MP calls for action to boost North's economy
THE BRITISH government must not use the issue of corporation tax to hold back on action to “kick-start” the Northern Ireland economy, Ed Balls, British shadow chancellor of the exchequer, has warned.
The Labour MP said in Belfast yesterday that funding to support the construction industry in the North could trigger economic stimulus, leading to the creation of tens of thousands of jobs.
Mr Balls, who met the First Minister, Peter Robinson, and Deputy First Minister, Martin McGuinness, at Stormont yesterday, followed up on his recent proposal that the British government should use funding from the sale of the 4G mobile phone spectrum to build 100,000 houses in the UK.
Mr Balls, in an interview with The Irish Times and when speaking at a Confederation of British Industry dinner in Belfast last night, said the sale could realise up to £4 billion, of which £70 million should be allocated to the Northern Executive.

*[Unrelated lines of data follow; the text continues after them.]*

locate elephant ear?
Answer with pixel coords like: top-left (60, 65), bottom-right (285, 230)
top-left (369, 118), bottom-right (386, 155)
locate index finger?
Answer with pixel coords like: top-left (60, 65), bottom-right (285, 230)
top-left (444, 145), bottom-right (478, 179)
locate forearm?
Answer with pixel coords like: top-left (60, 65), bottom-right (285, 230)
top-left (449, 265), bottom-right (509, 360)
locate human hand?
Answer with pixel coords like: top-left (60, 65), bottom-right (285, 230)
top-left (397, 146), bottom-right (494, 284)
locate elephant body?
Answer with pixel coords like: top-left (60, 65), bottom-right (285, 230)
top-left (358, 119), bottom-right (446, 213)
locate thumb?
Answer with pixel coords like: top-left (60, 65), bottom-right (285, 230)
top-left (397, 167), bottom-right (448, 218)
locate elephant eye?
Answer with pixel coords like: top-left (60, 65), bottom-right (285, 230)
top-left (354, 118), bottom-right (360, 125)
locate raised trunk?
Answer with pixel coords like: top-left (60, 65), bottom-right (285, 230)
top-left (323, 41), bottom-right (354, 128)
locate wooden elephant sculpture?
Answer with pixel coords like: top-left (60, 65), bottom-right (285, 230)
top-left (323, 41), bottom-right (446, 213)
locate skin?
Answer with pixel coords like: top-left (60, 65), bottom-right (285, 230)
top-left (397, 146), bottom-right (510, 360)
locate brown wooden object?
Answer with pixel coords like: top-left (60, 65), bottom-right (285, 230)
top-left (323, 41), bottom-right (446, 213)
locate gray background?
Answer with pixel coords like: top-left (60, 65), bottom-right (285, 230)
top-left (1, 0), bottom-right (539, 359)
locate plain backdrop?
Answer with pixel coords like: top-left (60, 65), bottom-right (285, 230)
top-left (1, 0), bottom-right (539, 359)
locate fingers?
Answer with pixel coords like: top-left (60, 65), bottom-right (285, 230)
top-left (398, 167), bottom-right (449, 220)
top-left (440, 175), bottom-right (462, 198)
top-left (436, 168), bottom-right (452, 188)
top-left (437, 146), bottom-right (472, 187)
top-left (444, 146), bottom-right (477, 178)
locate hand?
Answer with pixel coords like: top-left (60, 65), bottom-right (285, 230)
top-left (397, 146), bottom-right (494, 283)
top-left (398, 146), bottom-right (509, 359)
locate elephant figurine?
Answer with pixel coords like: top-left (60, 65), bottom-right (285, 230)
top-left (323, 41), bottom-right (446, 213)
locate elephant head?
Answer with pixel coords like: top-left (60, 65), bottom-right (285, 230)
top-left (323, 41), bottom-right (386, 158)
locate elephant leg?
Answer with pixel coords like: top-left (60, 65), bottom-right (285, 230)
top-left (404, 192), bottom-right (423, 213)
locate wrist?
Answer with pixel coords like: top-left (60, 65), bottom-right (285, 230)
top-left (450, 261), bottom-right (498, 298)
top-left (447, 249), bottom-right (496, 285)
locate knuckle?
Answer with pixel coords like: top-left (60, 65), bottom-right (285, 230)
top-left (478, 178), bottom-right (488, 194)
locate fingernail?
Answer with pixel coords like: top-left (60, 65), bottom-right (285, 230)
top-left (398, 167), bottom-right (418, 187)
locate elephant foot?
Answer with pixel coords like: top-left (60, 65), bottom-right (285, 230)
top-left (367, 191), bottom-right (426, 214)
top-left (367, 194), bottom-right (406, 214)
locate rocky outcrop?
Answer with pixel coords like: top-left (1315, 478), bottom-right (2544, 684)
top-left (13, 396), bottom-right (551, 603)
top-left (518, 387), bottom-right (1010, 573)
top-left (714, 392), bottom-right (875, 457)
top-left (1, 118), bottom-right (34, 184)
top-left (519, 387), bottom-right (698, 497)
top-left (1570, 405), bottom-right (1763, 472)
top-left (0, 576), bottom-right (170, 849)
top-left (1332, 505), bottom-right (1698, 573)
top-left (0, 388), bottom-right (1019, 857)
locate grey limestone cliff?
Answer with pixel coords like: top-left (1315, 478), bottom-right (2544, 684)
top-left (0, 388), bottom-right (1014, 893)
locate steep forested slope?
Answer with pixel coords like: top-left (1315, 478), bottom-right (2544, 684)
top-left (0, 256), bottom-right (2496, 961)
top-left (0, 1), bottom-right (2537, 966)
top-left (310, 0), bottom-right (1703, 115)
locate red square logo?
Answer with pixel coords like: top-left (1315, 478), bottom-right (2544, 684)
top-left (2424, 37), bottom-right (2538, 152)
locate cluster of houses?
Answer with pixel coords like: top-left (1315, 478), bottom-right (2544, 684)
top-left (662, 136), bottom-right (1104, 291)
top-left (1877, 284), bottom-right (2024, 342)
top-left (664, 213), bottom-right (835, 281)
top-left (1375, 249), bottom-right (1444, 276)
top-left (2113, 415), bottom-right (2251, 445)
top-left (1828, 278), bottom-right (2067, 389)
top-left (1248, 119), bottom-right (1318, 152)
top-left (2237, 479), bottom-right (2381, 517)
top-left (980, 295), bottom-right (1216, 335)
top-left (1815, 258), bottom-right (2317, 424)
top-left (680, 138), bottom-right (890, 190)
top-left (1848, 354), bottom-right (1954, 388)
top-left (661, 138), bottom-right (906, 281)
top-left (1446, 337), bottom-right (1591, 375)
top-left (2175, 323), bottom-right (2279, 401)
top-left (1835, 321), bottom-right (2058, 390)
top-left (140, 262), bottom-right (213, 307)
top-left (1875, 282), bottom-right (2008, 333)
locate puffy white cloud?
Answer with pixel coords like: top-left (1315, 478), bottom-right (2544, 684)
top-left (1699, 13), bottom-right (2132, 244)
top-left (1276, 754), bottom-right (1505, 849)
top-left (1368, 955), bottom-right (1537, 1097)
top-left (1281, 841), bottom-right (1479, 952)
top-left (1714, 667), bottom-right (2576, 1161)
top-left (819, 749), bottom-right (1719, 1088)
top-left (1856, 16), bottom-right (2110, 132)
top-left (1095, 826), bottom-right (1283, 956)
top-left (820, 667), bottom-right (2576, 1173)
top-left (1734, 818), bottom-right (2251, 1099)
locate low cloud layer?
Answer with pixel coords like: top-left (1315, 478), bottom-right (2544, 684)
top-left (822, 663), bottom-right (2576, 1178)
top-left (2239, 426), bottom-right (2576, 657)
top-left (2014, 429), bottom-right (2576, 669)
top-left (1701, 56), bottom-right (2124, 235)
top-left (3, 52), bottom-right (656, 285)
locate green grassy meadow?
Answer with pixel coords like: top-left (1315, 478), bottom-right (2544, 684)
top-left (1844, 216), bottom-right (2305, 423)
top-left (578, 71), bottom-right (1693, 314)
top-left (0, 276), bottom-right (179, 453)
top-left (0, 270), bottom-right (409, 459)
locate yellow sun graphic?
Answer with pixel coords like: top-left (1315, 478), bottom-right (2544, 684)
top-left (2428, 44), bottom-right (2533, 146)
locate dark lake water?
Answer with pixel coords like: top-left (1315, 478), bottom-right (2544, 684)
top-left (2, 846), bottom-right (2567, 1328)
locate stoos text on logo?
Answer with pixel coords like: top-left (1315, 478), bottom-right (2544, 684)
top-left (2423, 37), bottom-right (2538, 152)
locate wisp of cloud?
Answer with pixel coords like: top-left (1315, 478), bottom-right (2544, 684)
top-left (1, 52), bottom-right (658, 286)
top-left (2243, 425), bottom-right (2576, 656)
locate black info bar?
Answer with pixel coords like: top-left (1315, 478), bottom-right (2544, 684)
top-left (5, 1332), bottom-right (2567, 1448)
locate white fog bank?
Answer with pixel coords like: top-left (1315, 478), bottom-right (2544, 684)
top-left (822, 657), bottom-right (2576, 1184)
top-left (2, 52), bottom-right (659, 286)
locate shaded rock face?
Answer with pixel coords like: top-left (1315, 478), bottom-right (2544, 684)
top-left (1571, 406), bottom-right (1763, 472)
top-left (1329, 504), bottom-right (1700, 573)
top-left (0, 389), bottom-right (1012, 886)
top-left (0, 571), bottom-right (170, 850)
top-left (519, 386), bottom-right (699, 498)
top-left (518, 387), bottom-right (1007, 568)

Such an allocation could build 3,000 new homes and overall lead to the creation of tens of thousands of jobs. “We would enable the Executive to bring forward long-term investment projects to get people back to work and strengthen our economy for the future. After shedding 5,000 jobs in the last two years, Northern Ireland’s construction industry needs that help,” Mr Balls added.
A Labour spokesman elaborated that he was not saying building 3,000 homes would create tens of thousands of jobs but that the overall economic stimulus from such investment could result in such a jobs boost.
Mr Balls said other proposals included reducing VAT from 20 per cent to 17.5 per cent and to 5 per cent relating to home improvements, repairs and maintenance; and levying “a £2 billion tax on bank bonuses to fund a real jobs guarantee that could help 2,000 young people in Northern Ireland back to work”.
He was not privy to the discussions between the Executive and the British treasury on proposals to reduce corporation tax from 24 per cent to a rate somewhat in line with the Republic’s 12.5 per cent tax, and therefore did not have a specific view as to whether there should be a reduction.
But issues over corporation tax must not hinder a recovery plan for Northern Ireland, he added. “We have an open mind. We would not be using the excuse of talking about corporation tax as a reason not to act to kick-start the recovery and boost jobs,” he said.